Endovascular therapy is often an appropriate method for treating symptomatic femoropopliteal artery (FPA) occlusive disease, but few comparative data are available to aid in the determination of the best strategy for an individual patient. Various patient and lesion characteristics can adversely impact long-term patency after an FPA intervention.1-3 For example, with most endovascular techniques, patency clearly decreases with increasing lesion length and complexity. Patency after angioplasty is worse when occlusions, rather than stenoses, are treated or when densely calcified lesions, rather than lesions with no calcification, are addressed.

The recognition of such facts led to the TASC classification system and the current recommendation that endovascular therapy is most appropriate for lesions that are shorter than 15 cm in length.1 However, because results vary according to treatment modality and change as new and improved devices become available, broad generalizations, such as those in the TASC document, may be inaccurate or outdated and difficult to use as a decisionmaking tool for a specific patient. For example, stent graft treatment is likely an exception to the “rule” that patency after endovascular therapy diminishes with increasing lesion length. Most studies, including the recently completed VIPER trial, have shown that patency with stent grafts is essentially independent of lesion length.4-6

LACK OF DATA IN CURRENT PRACTICE

Unfortunately, many aspects of the techniques needed to achieve the best long-term results with a given treatment have yet to be thoroughly studied; instead, “consensus" tends to rule the day. For instance, in the early days of angioplasty, balloons were routinely oversized by 10% or more, relative to the vessel being treated. This was done partly to account for the parallax and magnification created by “cut-film” angiography, but it was also thought that the vessels should be overdilated by 5% to 10% to create a larger vessel lumen and overcome negative remodeling that might occur over time. Today, however, most interventionists try to match the balloon size to the vessel size with the aim of promoting better patency. They assume that this approach minimizes barotrauma to the vessel wall, even though there is no proof that this “kinder and gentler” method of angioplasty has clinical benefits.

Another example of a consensus-based practice is the use of longer balloons so that balloon length is matched with lesion length. Prolonged balloon inflations (2–4 minutes) are now commonly performed. These approaches are based on an assumption that better results will be achieved—with greater luminal gain and fewer dissections—if less damage occurs during dilation of the viscoelastic arterial wall. It is often stated that long balloons and prolonged inflations decrease dissections and obviate the need for stents in some cases. But are there any data that substantiate this claim? Although I use these techniques routinely and believe they are helpful, as far as I know, the possible benefits of matching the balloon diameter with the vessel size, employing longer balloons, and using prolonged inflation have not been established by means of quantitative analysis.

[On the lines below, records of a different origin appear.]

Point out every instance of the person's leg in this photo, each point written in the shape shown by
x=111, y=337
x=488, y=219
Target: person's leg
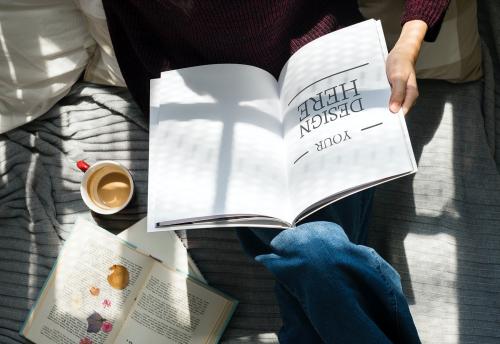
x=329, y=287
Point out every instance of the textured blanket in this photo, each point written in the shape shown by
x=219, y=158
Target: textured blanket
x=439, y=228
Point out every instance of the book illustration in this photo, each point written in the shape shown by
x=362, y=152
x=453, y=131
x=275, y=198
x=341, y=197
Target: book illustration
x=106, y=303
x=76, y=301
x=106, y=327
x=118, y=277
x=95, y=322
x=86, y=340
x=94, y=291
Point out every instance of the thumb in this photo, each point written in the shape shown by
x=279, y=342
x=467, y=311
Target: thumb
x=398, y=93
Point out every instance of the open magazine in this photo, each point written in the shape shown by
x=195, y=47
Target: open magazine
x=232, y=146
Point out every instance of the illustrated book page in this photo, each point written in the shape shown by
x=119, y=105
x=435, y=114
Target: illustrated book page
x=98, y=279
x=173, y=309
x=79, y=304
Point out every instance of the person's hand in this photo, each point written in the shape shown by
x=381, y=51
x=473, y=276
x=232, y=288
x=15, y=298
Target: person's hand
x=400, y=66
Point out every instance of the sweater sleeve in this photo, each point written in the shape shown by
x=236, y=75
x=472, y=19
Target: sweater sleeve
x=430, y=11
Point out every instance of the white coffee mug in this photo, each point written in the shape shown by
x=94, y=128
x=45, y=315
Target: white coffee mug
x=97, y=177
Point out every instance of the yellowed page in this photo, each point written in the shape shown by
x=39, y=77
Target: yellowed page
x=172, y=308
x=78, y=288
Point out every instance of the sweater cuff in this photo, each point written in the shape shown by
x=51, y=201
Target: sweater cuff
x=430, y=11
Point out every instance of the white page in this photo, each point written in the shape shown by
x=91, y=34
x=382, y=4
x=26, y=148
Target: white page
x=359, y=141
x=216, y=145
x=164, y=246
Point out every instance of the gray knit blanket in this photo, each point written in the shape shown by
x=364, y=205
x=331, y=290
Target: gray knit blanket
x=440, y=228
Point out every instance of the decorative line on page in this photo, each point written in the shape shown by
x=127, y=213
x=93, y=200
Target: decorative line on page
x=300, y=157
x=326, y=77
x=372, y=126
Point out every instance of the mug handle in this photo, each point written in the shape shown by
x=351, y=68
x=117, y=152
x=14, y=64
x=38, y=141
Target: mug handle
x=82, y=165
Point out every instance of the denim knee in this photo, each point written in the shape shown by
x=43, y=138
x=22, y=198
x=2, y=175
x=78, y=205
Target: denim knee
x=314, y=248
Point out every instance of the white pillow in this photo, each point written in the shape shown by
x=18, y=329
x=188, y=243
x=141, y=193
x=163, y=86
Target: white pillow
x=44, y=47
x=103, y=67
x=454, y=56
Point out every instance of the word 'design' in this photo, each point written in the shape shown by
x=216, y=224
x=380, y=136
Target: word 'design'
x=329, y=105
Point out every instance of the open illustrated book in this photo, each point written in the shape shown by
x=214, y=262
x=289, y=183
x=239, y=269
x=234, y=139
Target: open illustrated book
x=104, y=290
x=232, y=146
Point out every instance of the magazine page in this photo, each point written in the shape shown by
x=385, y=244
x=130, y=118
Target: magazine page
x=90, y=291
x=339, y=133
x=172, y=308
x=216, y=146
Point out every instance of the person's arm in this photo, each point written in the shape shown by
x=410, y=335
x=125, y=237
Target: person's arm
x=422, y=20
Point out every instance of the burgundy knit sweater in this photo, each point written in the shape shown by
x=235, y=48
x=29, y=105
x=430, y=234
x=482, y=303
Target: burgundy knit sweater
x=150, y=36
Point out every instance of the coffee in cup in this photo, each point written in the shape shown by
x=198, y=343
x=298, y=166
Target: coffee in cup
x=107, y=187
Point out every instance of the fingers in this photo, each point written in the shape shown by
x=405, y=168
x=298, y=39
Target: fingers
x=404, y=93
x=411, y=93
x=398, y=92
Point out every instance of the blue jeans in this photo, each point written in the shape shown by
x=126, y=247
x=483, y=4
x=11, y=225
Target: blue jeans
x=330, y=288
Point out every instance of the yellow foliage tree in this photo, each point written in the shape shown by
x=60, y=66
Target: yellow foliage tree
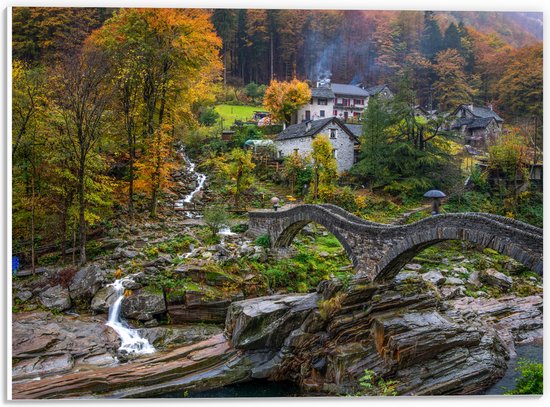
x=324, y=167
x=283, y=99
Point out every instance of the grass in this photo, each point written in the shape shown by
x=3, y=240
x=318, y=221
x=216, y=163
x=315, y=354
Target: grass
x=230, y=113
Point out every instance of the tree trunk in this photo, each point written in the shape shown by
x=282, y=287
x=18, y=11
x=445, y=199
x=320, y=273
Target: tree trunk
x=81, y=212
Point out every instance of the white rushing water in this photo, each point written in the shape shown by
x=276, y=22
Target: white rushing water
x=201, y=178
x=131, y=341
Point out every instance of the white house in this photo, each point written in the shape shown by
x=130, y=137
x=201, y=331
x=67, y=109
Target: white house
x=338, y=100
x=298, y=138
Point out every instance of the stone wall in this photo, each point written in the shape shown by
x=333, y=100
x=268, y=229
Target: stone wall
x=343, y=144
x=379, y=251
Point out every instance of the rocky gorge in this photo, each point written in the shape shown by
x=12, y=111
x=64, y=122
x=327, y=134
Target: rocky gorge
x=446, y=324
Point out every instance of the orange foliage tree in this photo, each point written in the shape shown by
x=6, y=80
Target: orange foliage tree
x=154, y=167
x=283, y=99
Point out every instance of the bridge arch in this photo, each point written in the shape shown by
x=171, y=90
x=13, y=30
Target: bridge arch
x=405, y=250
x=287, y=236
x=379, y=251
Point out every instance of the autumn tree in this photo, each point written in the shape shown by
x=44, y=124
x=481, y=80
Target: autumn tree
x=452, y=87
x=509, y=158
x=520, y=87
x=283, y=99
x=294, y=164
x=81, y=98
x=324, y=167
x=154, y=167
x=238, y=171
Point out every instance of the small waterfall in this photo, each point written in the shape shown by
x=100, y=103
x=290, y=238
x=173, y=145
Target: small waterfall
x=131, y=341
x=201, y=178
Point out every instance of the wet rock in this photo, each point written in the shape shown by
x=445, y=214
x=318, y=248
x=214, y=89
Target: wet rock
x=42, y=366
x=413, y=267
x=179, y=335
x=23, y=295
x=453, y=281
x=143, y=305
x=434, y=277
x=263, y=323
x=104, y=299
x=56, y=298
x=474, y=280
x=406, y=275
x=38, y=334
x=494, y=278
x=86, y=282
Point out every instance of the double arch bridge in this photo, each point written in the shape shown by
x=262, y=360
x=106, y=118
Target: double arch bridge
x=379, y=251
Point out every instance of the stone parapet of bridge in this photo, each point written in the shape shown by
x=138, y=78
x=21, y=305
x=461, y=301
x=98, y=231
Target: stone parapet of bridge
x=379, y=251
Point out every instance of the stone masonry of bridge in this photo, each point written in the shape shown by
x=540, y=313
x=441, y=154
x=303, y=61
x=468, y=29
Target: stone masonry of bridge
x=379, y=251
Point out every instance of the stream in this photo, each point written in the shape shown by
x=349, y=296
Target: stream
x=131, y=341
x=532, y=352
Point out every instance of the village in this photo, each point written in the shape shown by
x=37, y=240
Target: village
x=265, y=203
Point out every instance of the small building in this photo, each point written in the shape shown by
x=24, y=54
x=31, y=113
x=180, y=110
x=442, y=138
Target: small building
x=298, y=138
x=339, y=100
x=478, y=125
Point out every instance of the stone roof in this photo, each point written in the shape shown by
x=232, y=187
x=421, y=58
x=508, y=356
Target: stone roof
x=473, y=123
x=374, y=90
x=348, y=90
x=481, y=112
x=315, y=126
x=356, y=129
x=322, y=92
x=480, y=123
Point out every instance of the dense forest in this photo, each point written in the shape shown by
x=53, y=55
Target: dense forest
x=102, y=96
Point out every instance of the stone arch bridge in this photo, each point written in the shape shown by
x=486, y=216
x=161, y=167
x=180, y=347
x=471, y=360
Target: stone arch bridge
x=379, y=251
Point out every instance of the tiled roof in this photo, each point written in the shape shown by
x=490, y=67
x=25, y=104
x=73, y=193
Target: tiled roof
x=323, y=92
x=348, y=90
x=480, y=123
x=356, y=129
x=301, y=129
x=374, y=90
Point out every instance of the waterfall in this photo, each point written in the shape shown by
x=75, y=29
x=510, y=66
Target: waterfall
x=201, y=178
x=131, y=341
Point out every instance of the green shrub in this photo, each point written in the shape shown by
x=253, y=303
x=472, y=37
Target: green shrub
x=263, y=241
x=215, y=217
x=531, y=380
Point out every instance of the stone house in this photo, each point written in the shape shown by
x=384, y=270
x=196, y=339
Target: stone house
x=478, y=125
x=338, y=100
x=298, y=137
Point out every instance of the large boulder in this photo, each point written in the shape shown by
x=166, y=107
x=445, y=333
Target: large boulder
x=198, y=306
x=56, y=298
x=143, y=305
x=86, y=282
x=103, y=299
x=496, y=279
x=265, y=322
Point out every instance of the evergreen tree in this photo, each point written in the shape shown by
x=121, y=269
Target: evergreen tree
x=432, y=41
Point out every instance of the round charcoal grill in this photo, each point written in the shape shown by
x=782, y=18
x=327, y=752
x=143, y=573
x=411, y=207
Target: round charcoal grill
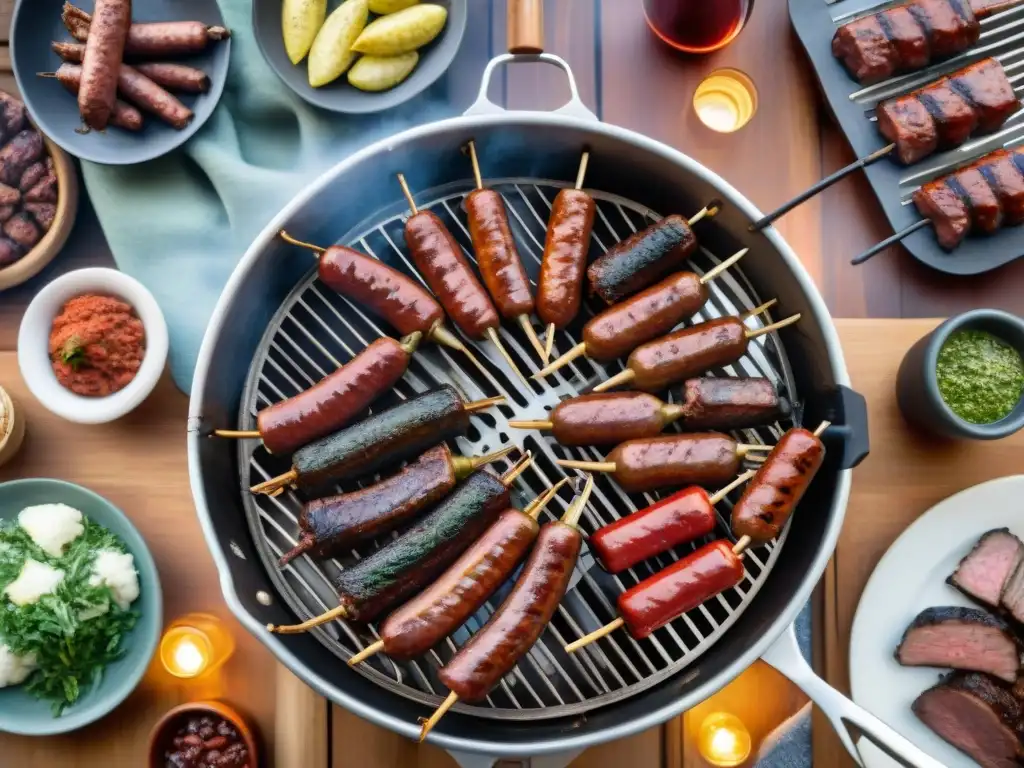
x=316, y=330
x=275, y=331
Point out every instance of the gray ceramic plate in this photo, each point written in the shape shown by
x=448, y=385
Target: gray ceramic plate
x=339, y=95
x=37, y=24
x=19, y=713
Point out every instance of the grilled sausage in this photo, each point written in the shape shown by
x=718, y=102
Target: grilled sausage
x=102, y=58
x=148, y=96
x=607, y=418
x=777, y=487
x=124, y=116
x=682, y=587
x=641, y=259
x=153, y=39
x=687, y=352
x=621, y=329
x=513, y=629
x=685, y=515
x=406, y=565
x=728, y=402
x=337, y=398
x=707, y=459
x=176, y=77
x=329, y=525
x=559, y=289
x=426, y=620
x=386, y=438
x=441, y=262
x=385, y=291
x=497, y=255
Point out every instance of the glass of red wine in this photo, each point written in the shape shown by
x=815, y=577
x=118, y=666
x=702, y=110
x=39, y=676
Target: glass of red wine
x=697, y=26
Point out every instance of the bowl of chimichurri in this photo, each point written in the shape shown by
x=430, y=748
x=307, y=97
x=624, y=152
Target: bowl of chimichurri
x=966, y=379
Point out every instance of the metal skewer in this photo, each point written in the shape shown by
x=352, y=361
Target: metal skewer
x=581, y=348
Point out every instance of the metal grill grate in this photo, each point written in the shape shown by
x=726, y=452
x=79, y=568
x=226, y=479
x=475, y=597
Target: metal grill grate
x=315, y=331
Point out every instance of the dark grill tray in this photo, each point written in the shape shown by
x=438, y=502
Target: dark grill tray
x=853, y=104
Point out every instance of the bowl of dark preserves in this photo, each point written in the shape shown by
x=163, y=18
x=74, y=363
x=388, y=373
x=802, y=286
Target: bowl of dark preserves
x=966, y=379
x=203, y=734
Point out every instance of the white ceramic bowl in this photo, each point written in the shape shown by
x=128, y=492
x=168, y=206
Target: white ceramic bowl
x=34, y=335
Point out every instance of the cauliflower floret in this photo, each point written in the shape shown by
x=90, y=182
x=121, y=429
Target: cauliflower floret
x=36, y=580
x=117, y=570
x=51, y=526
x=14, y=669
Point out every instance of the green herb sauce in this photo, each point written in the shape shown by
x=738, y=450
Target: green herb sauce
x=980, y=377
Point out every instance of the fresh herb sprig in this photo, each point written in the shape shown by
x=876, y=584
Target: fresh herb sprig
x=71, y=651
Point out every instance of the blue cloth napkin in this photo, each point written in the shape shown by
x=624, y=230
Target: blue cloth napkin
x=180, y=223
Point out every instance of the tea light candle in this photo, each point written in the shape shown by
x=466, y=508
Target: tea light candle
x=723, y=739
x=725, y=100
x=195, y=645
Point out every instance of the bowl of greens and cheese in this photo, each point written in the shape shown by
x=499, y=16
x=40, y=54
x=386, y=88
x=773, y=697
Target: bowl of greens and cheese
x=80, y=606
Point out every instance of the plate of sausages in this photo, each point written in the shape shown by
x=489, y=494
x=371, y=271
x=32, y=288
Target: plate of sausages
x=120, y=83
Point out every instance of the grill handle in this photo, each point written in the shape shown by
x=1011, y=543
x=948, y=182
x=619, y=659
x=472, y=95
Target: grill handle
x=846, y=717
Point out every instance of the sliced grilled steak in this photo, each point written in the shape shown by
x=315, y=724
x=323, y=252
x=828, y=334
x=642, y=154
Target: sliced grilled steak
x=961, y=639
x=981, y=574
x=977, y=716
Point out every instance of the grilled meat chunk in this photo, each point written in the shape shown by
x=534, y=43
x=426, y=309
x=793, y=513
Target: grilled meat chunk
x=947, y=212
x=977, y=716
x=904, y=38
x=961, y=639
x=982, y=573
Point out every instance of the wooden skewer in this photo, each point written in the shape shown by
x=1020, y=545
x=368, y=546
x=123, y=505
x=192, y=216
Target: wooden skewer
x=550, y=340
x=523, y=320
x=571, y=517
x=581, y=349
x=880, y=247
x=275, y=484
x=827, y=181
x=741, y=544
x=627, y=375
x=532, y=509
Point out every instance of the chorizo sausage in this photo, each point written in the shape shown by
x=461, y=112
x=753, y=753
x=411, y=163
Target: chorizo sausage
x=621, y=329
x=152, y=39
x=685, y=515
x=148, y=96
x=730, y=402
x=687, y=352
x=778, y=485
x=497, y=255
x=641, y=259
x=329, y=525
x=682, y=587
x=441, y=262
x=513, y=629
x=428, y=619
x=559, y=288
x=406, y=565
x=124, y=116
x=103, y=52
x=387, y=293
x=337, y=398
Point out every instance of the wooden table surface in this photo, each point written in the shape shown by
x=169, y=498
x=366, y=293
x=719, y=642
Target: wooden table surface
x=631, y=80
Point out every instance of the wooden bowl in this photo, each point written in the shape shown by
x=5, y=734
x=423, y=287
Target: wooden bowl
x=163, y=731
x=34, y=261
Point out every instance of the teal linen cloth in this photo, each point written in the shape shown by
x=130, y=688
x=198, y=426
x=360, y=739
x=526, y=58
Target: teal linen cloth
x=180, y=223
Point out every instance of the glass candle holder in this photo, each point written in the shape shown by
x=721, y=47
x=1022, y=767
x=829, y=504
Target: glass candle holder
x=724, y=740
x=196, y=645
x=725, y=100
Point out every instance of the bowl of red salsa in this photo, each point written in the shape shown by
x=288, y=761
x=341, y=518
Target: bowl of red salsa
x=92, y=345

Quantitative data on the optimal stent diameter for a specific vessel luminal size are also lacking. Interventionists routinely try to oversize self-expanding nitinol stents in the FPA by 1 or 2 mm, but is this really the optimal approach? In fact, there is a more basic issue: Are we accurately estimating the luminal diameter of the vessel we are treating? Because few of us routinely use quantitative techniques to measure vessels, many of us could be substantially and commonly overestimating the size of vessels and thus choosing stents that are too large.

Although we know that nitinol stents are relatively forgiving and that oversizing them does not lead to immediate technical failure, can we be certain that marked oversizing does not cause long-term vessel irritation and in-stent restenosis? Is it not possible that the chronic outward force of a too-large nitinol stent increases vessel injury and that the resultant inflammation promotes intimal hyperplasia and in-stent restenosis? Studies in animals have suggested that such a process can occur.7 Therefore, exactly how to determine the device size that is most appropriate for treating a given vessel is an example of a poorly investigated aspect of endovascular treatment of FPA lesions with implantable devices. In order to achieve optimal outcomes with FPA stenting, however, the specific effect of device-to-vessel sizing on longterm patency must be understood.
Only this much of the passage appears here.